Getting to know your data

This week I was on a project team that learned an incredibly important lesson about creating data-driven visualisations:  get to know your data really well before you get started. Any visualisation you build is considerably sculpted, not only by the meaning implicit the data, but also by how the data has been captured. The issue we faced was trying to explore a story that depended on finely granulated geocoding, but we only realised too late that our data reflected a ‘coarser grain’ of location. For another visualisation this would have been perfect – our issue is no reflection on the quality of the (super cool) data we were using – but, in our context, the data clearly didn’t function with the narrative we wanted to construct and the meaning we wanted to convey.
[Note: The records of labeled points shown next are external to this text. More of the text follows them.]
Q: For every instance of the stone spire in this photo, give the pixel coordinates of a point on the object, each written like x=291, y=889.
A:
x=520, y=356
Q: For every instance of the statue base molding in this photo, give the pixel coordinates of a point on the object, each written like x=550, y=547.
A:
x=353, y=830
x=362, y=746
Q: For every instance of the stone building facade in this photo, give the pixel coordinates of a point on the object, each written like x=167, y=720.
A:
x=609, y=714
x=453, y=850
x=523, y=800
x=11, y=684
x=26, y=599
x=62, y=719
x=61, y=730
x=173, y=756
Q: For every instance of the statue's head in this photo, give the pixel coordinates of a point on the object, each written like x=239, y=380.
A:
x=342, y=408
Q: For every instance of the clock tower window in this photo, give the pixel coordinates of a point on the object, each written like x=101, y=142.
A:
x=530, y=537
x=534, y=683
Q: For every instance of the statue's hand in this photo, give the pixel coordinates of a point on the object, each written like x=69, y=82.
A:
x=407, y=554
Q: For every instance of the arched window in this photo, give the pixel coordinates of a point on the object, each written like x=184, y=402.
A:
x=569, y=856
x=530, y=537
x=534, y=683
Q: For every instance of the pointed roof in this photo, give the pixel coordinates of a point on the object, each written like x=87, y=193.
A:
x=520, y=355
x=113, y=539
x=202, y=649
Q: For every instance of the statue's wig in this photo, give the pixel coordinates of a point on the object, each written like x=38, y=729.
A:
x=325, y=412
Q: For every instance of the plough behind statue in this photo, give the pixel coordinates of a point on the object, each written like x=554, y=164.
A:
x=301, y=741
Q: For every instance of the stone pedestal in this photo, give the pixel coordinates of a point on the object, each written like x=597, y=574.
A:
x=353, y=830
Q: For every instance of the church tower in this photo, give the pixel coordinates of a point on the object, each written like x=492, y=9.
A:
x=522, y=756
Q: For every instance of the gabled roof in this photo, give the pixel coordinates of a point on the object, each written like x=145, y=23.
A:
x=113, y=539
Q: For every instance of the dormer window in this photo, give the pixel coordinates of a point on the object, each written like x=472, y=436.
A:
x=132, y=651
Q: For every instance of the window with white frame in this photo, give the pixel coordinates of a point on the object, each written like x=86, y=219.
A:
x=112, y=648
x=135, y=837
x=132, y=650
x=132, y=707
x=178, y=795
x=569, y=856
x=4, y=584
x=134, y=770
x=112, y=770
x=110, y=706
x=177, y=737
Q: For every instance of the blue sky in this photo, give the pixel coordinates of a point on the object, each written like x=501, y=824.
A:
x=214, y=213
At the last minute we had to re-think our visualisation, and explore a completely different facet of the data. Though we managed to get a new project finished, the process made for some frazzling moments and a late night.

What makes ‘getting to know’ your data difficult?

Time pressure

We were working with 8000 records under significant time pressure, so wanted to dive straight into the building. But, though we began with a great idea for what we wanted to explore, our hurrying meant we didn’t take the time to carefully assess how the location data might function on a map; or how it might relate to the other fields we were trying to represent.  It sounds painfully simple but on the next project, I would take the time early on to speculate on these subjects. With a deadline looming, it would be less hectic to miss out some final features than have to re-think the visualization.

Starting with an undefined idea of what you (ideally) want to do explore.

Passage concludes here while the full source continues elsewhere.